Ulasfakta — Sore itu langit di atas Pelabuhan ASDP Tanjung Uban tampak tenang, namun ada yang tak biasa di antara deretan kendaraan yang baru saja turun dari kapal roro asal Batam. Sebuah mobil Toyota Kijang Innova berwarna gelap tampak mencuri perhatian petugas Bea Cukai Tanjungpinang, pada Jumat (20/6/2025).
Bukan karena jenis mobilnya, melainkan karena gerak-gerik sopirnya yang terlihat gelisah saat sejumlah poster menurunkan kardus-kardus besar dari kapal dan memuatnya ke dalam mobil tersebut.
Seorang petugas yang berjaga memutuskan untuk mendekat dan meminta izin memeriksa isi muatan. Namun, sang sopir, yang kemudian diketahui berinisial AOES, justru menolak dengan dalih tidak membawa dokumen lengkap.
Menimbang situasi yang mencurigakan, petugas pun memanggil Babinsa setempat. Sekitar pukul 15.00 WIB, pemeriksaan bersama dilakukan, dan hasilnya mengejutkan, 10 kardus rokok ilegal berbagai merek tanpa cukai resmi ditemukan tersembunyi dalam kendaraan.
“Petugas mencurigai aktivitas pemuatan dan memutuskan memeriksa. Sopir sempat menolak diperiksa, namun setelah dikoordinasikan dengan Babinsa, kami temukan mobil tersebut mengangkut 10 kardus rokok ilegal,” ungkap Ade Novan, Kepala Seksi Penindakan dan Penyidikan Bea Cukai Tanjungpinang, kepada redaksi Ulasfakta, Sabtu (21/6).

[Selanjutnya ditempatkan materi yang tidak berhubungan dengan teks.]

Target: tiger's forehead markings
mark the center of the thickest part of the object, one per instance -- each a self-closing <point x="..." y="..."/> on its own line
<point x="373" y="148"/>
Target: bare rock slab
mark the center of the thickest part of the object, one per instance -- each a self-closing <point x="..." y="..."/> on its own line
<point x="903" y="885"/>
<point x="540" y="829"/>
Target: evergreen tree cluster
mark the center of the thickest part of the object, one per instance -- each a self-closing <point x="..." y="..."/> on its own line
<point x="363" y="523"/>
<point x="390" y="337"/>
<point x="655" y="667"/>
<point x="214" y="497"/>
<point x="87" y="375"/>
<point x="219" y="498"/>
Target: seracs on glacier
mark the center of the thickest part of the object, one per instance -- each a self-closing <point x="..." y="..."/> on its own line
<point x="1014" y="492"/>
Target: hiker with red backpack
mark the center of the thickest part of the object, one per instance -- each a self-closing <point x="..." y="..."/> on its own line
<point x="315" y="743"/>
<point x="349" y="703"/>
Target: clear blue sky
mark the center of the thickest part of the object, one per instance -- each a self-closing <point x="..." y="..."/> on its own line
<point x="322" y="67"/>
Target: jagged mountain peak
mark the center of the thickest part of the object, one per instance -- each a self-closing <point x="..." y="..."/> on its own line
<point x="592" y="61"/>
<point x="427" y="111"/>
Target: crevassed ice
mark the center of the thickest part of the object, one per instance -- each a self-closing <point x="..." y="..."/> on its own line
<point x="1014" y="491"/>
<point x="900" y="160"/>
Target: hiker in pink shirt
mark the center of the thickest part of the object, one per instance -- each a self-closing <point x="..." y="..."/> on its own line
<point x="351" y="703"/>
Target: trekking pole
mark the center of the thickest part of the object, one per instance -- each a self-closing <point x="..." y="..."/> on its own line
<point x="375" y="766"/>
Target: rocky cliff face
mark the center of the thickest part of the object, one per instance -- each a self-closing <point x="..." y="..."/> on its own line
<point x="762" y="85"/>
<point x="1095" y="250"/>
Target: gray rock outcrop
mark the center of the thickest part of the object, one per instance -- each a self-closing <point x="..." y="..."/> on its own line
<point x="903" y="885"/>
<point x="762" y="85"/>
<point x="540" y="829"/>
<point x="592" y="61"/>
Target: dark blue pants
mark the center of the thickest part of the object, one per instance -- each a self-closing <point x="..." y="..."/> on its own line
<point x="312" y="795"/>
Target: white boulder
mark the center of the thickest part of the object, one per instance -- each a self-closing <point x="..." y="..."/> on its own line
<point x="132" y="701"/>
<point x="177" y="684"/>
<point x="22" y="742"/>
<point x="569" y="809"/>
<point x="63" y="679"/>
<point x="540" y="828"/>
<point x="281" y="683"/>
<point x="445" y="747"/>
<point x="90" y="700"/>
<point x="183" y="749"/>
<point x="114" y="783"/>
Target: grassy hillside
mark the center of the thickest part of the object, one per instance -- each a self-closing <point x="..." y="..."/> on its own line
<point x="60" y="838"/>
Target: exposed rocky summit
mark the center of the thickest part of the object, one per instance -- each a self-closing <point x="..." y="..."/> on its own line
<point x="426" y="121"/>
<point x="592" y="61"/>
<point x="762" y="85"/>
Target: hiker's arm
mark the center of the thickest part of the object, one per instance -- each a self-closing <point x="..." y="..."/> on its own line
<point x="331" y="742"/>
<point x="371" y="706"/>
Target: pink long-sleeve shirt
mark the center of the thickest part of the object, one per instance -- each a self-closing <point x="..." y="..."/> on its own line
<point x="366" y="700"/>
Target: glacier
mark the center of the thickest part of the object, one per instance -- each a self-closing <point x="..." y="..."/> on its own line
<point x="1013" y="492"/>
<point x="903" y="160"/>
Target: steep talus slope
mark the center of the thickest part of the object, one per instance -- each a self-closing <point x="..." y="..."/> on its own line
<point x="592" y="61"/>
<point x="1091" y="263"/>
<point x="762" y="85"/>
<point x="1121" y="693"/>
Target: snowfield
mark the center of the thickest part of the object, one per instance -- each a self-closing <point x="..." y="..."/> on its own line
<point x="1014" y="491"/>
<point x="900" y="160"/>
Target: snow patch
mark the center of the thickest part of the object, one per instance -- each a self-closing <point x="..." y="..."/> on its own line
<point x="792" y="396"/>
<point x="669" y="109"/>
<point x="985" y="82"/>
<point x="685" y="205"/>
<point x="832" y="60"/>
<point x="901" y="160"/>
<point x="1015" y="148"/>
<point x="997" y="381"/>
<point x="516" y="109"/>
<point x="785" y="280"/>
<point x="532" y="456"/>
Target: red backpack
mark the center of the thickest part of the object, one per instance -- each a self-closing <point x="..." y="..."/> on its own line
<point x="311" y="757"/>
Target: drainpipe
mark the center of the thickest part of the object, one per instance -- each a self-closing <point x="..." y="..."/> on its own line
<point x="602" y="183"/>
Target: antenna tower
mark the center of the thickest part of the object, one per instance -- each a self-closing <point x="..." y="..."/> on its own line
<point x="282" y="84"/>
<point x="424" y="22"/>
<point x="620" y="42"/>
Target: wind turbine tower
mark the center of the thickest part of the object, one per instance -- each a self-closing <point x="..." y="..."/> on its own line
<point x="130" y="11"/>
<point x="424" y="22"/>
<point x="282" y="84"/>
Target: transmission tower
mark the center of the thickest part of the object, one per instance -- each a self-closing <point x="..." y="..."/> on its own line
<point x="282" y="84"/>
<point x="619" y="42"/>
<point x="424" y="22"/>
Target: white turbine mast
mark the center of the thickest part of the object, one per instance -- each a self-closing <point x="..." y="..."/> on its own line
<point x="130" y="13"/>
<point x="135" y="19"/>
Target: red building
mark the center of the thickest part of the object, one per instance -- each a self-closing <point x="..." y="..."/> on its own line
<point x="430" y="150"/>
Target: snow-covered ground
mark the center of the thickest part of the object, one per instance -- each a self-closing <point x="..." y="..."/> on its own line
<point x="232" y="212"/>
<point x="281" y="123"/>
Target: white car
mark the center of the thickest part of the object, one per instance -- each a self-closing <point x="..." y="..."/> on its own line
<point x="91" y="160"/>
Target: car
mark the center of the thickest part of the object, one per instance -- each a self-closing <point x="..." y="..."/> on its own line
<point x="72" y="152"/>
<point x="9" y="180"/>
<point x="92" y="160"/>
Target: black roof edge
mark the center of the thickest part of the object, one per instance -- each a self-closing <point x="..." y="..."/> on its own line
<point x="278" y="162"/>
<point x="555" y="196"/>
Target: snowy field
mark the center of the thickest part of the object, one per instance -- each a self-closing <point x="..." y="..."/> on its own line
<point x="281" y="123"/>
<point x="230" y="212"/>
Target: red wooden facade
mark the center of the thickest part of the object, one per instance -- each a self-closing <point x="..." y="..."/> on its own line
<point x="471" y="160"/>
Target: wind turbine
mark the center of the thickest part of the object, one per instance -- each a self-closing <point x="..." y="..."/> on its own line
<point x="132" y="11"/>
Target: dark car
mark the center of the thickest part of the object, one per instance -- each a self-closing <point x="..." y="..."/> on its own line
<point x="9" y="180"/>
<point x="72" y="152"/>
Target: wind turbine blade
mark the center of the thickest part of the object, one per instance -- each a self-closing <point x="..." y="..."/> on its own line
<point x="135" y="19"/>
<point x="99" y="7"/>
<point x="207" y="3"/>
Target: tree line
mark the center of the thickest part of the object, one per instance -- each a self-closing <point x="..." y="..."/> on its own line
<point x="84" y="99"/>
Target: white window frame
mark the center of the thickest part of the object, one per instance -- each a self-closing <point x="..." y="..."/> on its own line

Mobil, barang bukti, serta pelaku kini diamankan untuk proses penyidikan lebih lanjut. Rokok ilegal tersebut diperkirakan akan ditetapkan sebagai barang milik negara.
Namun penangkapan ini hanyalah bagian kecil dari persoalan besar yang mulai terkuak, adanya dugaan praktik pungutan liar (pungli) yang telah lama menghantui sopir angkutan barang yang melintasi jalur pelabuhan Batam—Tanjung Uban.
“Koordinasi” yang Mahal, Sistem Baru Usai Pergantian Kepala Bea Cukai
Berdasarkan penelusuran tim redaksi Ulasfakta, sejumlah sopir yang kerap membawa sembako dan barang kebutuhan pokok dari Batam ke Bintan dan sekitarnya mengaku keberatan dengan sistem pungutan baru yang belakangan disebut sebagai “uang koordinasi”.
“Dulu kami bayar bulanan, sekitar dua setengah juta rupiah, dan diselipkan di dokumen perjalanan. Sekarang harus bayar per trip, minimal tiga ratus ribu. Kalau bawa barang mahal bisa sampai sejuta lebih,” ujar salah satu sopir yang enggan disebut namanya.
Menurut para sopir, pungutan ini mulai berlaku usai pergantian pimpinan di Bea Cukai Batam. Sosok bernama Jhon, yang disebut sebagai “koordinator lapangan”, kini menjadi perantara utama dalam urusan lancarnya perjalanan kendaraan bermuatan di pelabuhan.
Rekening Atas Nama Sunarti, Lolosnya Barang Tergantung Setoran

Yang lebih mengherankan, para sopir menyebut bahwa uang koordinasi tidak diserahkan langsung di lokasi, melainkan ditransfer ke rekening atas nama seseorang bernama Sunarti.
Meski belum jelas apakah yang bersangkutan benar-benar terkait dengan institusi Bea Cukai, para sopir menyebut selama setor dilakukan, perjalanan mereka akan “lancar-lancar saja.”
“Bayangkan bang, satu hari bisa 50 kendaraan lewat. Kalau disamaratakan 300 ribu saja, berarti sudah belasan juta sehari,” keluh sopir lainnya dengan nada kesal.

Pungli ini tidak hanya membebani para sopir, namun juga membuka celah bagi masuknya barang-barang ilegal, termasuk rokok tanpa cukai seperti yang baru saja ditangkap di Tanjung Uban.
Celah di Sistem, Bea Cukai Diminta Bertindak Tegas
Hingga berita ini diterbitkan, tim Ulasfakta.co masih berupaya mendapatkan klarifikasi resmi dari Bea Cukai Batam terkait dugaan ini.
Para sopir berharap agar sistem lama yang lebih “manusiawi” dikembalikan. Mereka meminta ada kejelasan tarif dan prosedur yang transparan, serta penghentian praktik pungli yang menyengsarakan pengemudi kecil.
“Harapan kami cuma satu, jangan terlalu membebani. Kami ini sopir lepas, penghasilan pas-pasan. Kalau biaya koordinasi seperti ini terus, kami bisa-bisa tidak bawa pulang apa-apa,” ungkap salah seorang pengemudi.
Kasus rokok ilegal di ASDP Tanjung Uban hanyalah satu dari sekian banyak titik rawan distribusi ilegal yang lolos dari pengawasan, diduga karena praktik “setoran koordinasi” yang sudah sistemik. Pemerintah pusat dan aparat penegak hukum diminta tidak tinggal diam.